IndoNLP / nusa-crowd

A collaborative project to collect datasets in Indonesian languages.
Apache License 2.0
260 stars 62 forks source link

Closes #184 | Implement dataloader for CVSS #250

Closed jensan-1 closed 2 years ago

jensan-1 commented 2 years ago

Closes #184 Please name your PR after the issue it closes. You can use the following line: "Closes #ISSUE-NUMBER" where you replace the ISSUE-NUMBER with the one corresponding to your dataset.

Checkbox

holylovenia commented 2 years ago

/test dataset=cvss

github-actions[bot] commented 2 years ago

Run result

Check test log here: https://github.com/IndoNLP/nusa-crowd/actions/runs/3046209125

holylovenia commented 2 years ago

Hi @jen-santoso, thank you for the dataloader. Actually, I'm a bit confused about how cvss_c and cvss_t differ, even more after I ran diff between the original data's tsv files and found nothing different between them (which in turn also caused that the data loaded according to cvss_c is exactly the same as cvss_t. Could you please help me understand?

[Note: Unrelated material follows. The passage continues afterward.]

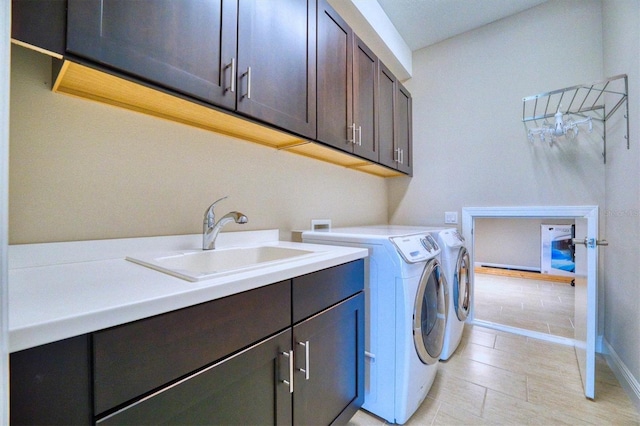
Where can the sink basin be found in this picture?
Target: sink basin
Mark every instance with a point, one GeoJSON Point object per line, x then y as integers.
{"type": "Point", "coordinates": [201, 265]}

jensan-1 commented 2 years ago

Hi @jen-santoso, thank you for the dataloader. Actually, I'm a bit confused about how cvss_c and cvss_t differ, even more after I ran diff between the original data's tsv files and found nothing different between them (which in turn also caused that the data loaded according to cvss_c is exactly the same as cvss_t. Could you please help me understand?

Hi @holylovenia, thank you for the question. As you mentioned, cvss_c and cvss_t has the exact .tsv files and audio filenames. The difference is the speaker on audio files, where cvss_c is synthesized (all speeches are in a single speaker's voice), while cvss_t has the voice transferred from the corresponding source speeches (different speakers). In short, the audio files in cvss_c and cvss_t have the same name and textual content, but different speakers.

Also, regarding the BuilderConfig not found in the test run, should I add a default cvss one instead of cvss_c and cvss_t?

jensan-1 commented 2 years ago

@holylovenia I just checked that apparently, the data provided in the CVSS would require original audio from Common Voice and original text translation in CoVoST2. Ref: https://github.com/google-research-datasets/cvss Maybe need to implement speech-to-speech translation schema?

holylovenia commented 2 years ago

Hi @jen-santoso. Yeah, apparently a new schema and a new task are needed. I've made a PR for that at #262.

jensan-1 commented 2 years ago

test unit python -m tests.test_nusantara nusantara/nusa_datasets/cvss/cvss.py --subset_id=cvss_c

jensan-1 commented 2 years ago

/test dataset=cvss subset_id=cvss_c

github-actions[bot] commented 2 years ago

Run result

Check test log here: https://github.com/IndoNLP/nusa-crowd/actions/runs/3068096680

jensan-1 commented 2 years ago

/test dataset=cvss subset_id=cvss_c

github-actions[bot] commented 2 years ago

Run result

Check test log here: https://github.com/IndoNLP/nusa-crowd/actions/runs/3068300392

github-actions[bot] commented 2 years ago

Run result

Check test log here: https://github.com/IndoNLP/nusa-crowd/actions/runs/3068305806

jensan-1 commented 2 years ago

Hi @holylovenia, please check the commit. I have removed the other modifications. Also, I filled the name with original and translation, though for the original I note it as original and client_id provided. Please check

SamuelCahyawijaya commented 2 years ago

@jen-santoso : Thanks for contributing, the PR looks great now! Approving this PR!